Holocaust Collections
The YIVO Library is especially strong in resources for studying the
Holocaust. When the President's Commission on the Holocaust (the
precursor to the United States Holocaust Memorial Museum) was first
appointed in 1979, the "Bible of the Holocaust period" used in the
swearing-in ceremony was a Hebrew Bible from the YIVO Library's Vilna
Collection. (The Bible, printed in London in 1861 and bequeathed by its
owner, Yehuda Behak of Odessa, to the Great Synagogue of Vilna, was
later donated to the Strashun Library. When this library was looted by
the Nazis during World War II, the Bible was confiscated for use in a
proposed "Institute for the Study of the Jewish Question." It was among
the items recovered by YIVO after the war.)
Important components of the library's Holocaust collections include:
- Nazi Collection (6,000 volumes)
These
books and periodicals (many of which are quite rare) deal with a wide
range of political topics (including anti-Semitica). They were
published in Nazi Germany from 1933 to 1945 and acquired by YIVO after
World War II. The collection includes pamphlets by Nazi "specialists"

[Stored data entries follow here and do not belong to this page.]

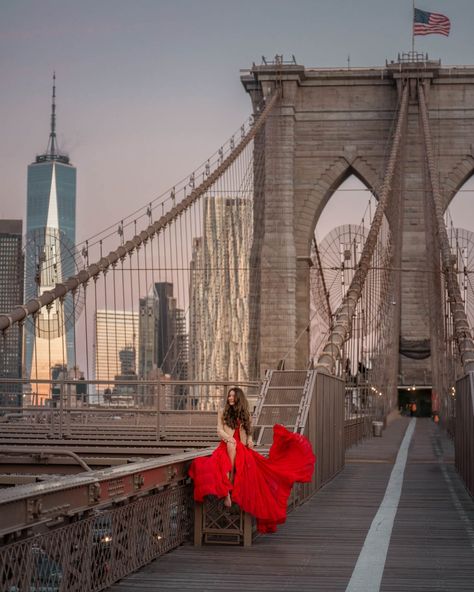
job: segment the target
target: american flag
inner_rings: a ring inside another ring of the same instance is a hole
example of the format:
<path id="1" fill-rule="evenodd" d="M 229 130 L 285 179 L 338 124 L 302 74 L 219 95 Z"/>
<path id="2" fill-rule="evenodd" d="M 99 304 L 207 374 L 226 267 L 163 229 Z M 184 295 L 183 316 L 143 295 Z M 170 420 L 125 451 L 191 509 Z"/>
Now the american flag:
<path id="1" fill-rule="evenodd" d="M 426 12 L 415 8 L 415 17 L 413 20 L 413 34 L 414 35 L 449 35 L 451 23 L 444 14 L 437 12 Z"/>

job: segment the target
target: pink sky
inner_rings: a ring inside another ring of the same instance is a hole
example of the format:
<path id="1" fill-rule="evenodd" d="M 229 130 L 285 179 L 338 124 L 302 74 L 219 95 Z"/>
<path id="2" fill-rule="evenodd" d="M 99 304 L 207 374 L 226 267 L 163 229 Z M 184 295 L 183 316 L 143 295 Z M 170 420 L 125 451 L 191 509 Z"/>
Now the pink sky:
<path id="1" fill-rule="evenodd" d="M 78 240 L 147 204 L 229 138 L 251 112 L 239 69 L 262 55 L 377 66 L 411 44 L 408 0 L 1 4 L 0 217 L 24 218 L 26 168 L 47 144 L 56 71 L 58 137 L 78 170 Z M 448 6 L 430 0 L 430 9 Z M 465 63 L 474 4 L 458 0 L 448 13 L 451 36 L 418 38 L 417 49 Z"/>

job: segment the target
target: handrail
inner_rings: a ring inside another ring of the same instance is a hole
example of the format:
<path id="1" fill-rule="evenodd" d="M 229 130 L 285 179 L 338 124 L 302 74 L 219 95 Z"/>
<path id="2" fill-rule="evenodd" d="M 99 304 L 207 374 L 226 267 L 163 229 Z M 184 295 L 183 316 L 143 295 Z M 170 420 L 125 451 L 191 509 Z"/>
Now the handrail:
<path id="1" fill-rule="evenodd" d="M 188 464 L 212 448 L 173 454 L 0 490 L 0 536 L 105 508 L 187 478 Z"/>
<path id="2" fill-rule="evenodd" d="M 90 466 L 82 460 L 80 456 L 78 456 L 72 450 L 65 450 L 64 448 L 29 448 L 28 446 L 19 446 L 17 448 L 10 447 L 10 448 L 0 448 L 0 455 L 2 454 L 10 454 L 10 455 L 17 455 L 17 454 L 31 454 L 31 455 L 39 455 L 39 456 L 70 456 L 73 458 L 85 471 L 92 472 Z"/>

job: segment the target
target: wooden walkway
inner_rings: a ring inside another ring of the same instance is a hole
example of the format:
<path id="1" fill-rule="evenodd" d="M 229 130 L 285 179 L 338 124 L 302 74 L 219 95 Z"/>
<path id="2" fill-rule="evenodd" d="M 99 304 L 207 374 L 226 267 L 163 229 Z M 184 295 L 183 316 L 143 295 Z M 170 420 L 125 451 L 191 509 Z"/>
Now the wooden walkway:
<path id="1" fill-rule="evenodd" d="M 245 549 L 184 545 L 110 592 L 345 591 L 409 422 L 348 451 L 345 469 L 276 534 Z M 442 429 L 417 419 L 383 577 L 374 586 L 367 574 L 360 592 L 473 592 L 474 501 L 453 461 Z"/>

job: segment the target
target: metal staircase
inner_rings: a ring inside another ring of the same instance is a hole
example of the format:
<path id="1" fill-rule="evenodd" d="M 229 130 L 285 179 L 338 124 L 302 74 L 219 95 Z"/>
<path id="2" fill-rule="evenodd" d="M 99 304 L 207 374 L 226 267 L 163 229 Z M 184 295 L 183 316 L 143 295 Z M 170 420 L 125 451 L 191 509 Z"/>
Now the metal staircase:
<path id="1" fill-rule="evenodd" d="M 267 371 L 254 416 L 257 446 L 270 447 L 276 423 L 303 433 L 316 375 L 316 370 Z"/>

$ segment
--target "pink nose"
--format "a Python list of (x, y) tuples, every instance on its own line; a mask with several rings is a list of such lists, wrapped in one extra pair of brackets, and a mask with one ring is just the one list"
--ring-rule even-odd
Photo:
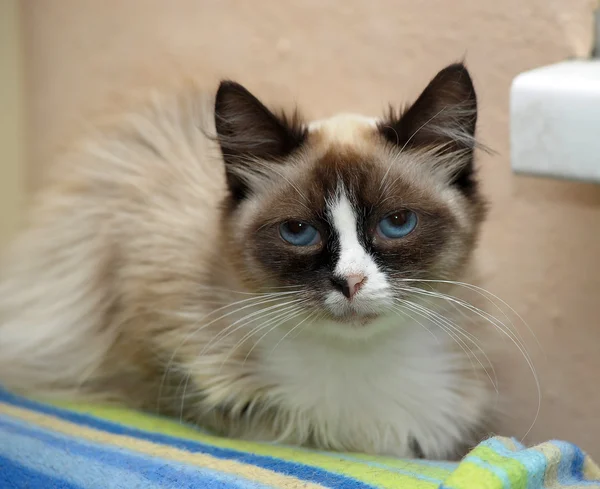
[(332, 278), (331, 281), (345, 297), (352, 299), (366, 282), (366, 277), (362, 274), (347, 275), (345, 278)]

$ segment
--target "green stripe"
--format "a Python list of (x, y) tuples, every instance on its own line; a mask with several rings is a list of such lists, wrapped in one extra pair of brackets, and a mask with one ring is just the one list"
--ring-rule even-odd
[[(436, 482), (417, 480), (411, 475), (399, 473), (394, 469), (419, 474), (434, 480), (445, 480), (450, 473), (445, 468), (425, 466), (389, 457), (375, 457), (361, 454), (352, 455), (352, 461), (349, 461), (346, 459), (346, 455), (336, 457), (335, 453), (325, 454), (302, 448), (220, 438), (201, 433), (192, 427), (181, 425), (173, 420), (118, 407), (64, 403), (54, 403), (54, 405), (143, 431), (161, 433), (176, 438), (198, 441), (215, 447), (250, 452), (256, 455), (266, 455), (285, 461), (319, 467), (348, 477), (354, 477), (362, 482), (378, 485), (382, 488), (394, 489), (399, 486), (403, 487), (404, 485), (415, 489), (434, 489), (438, 487)], [(389, 467), (389, 469), (387, 467), (375, 467), (371, 465), (372, 462), (383, 464)]]
[(527, 487), (527, 467), (514, 458), (504, 457), (486, 446), (475, 448), (468, 456), (479, 457), (485, 462), (503, 470), (510, 481), (511, 489), (525, 489)]
[(489, 470), (463, 461), (444, 483), (444, 489), (505, 489), (502, 480)]

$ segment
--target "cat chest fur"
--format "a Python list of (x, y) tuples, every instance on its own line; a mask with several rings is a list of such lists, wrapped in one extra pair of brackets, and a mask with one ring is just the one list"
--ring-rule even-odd
[(401, 457), (420, 455), (417, 444), (427, 457), (445, 457), (474, 422), (458, 389), (462, 360), (418, 324), (380, 342), (279, 340), (261, 347), (259, 376), (293, 420), (288, 441)]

on "the Jewish question," including Johannes Pohl, the chief of the
task force that supervised the looting of Jewish cultural treasures in
the Vilna region. The collection was used by Max Weinreich in the
preparation of Hitler's Professors: The Part of Scholarship in Germany's Crimes Against the Jewish People
(YIVO, 1946; 2nd edition, Yale University Press, 1999), his study of
the complicity of German academics in the Nazis' genocidal program.
(Weinreich's book was later entered into evidence at the Nuremberg War
Crimes Trials.) - Displaced Persons Press (150 titles)
Immediately
after World War II, Jewish survivors of the Holocaust regrouped in
displaced persons (DP) camps in Germany, Austria and Italy, where they
sought to resume a more normal life. In these camps, the survivors
almost immediately began publishing newspapers, broadsides, and
journals. These periodicals contain a wealth of documentation on the
extermination of European Jewry and on the reconstitution of Jewish
life after the war. The Bibliography of Articles on the Catastrophe and Heroism in Yiddish Periodicals,
by Joseph Gar—co-published in 1966 by YIVO and Yad Vashem (Jerusalem)
as volume 9 of their "Joint Documentary Projects, Bibliographical
Series" on the Holocaust—is largely based on the periodicals in this
collection. The Displaced Persons Press collection was first
microfilmed during the 1960s as part of the Ab. Cahan Fund Microfilming
Project. In 1990, the microfilms were published, along with a printed
guide, by YIVO and University Publications of America (Bethesda, MD). - Memorial Books (650 volumes)
During the decades after World War II, landsmanshaftn (Jewish immigrant mutual aid societies) in the U.S., Israel, and elsewhere published approximately 700 memorial volumes (yizker-bikher)
commemorating their former home towns in Eastern Europe. These memoir
compilations represent the most extensive—and for some communities, the
only—published record of Jewish life in cities and towns throughout
Eastern Europe. YIVO's collection of yizker-bikher is the most extensive in the United States.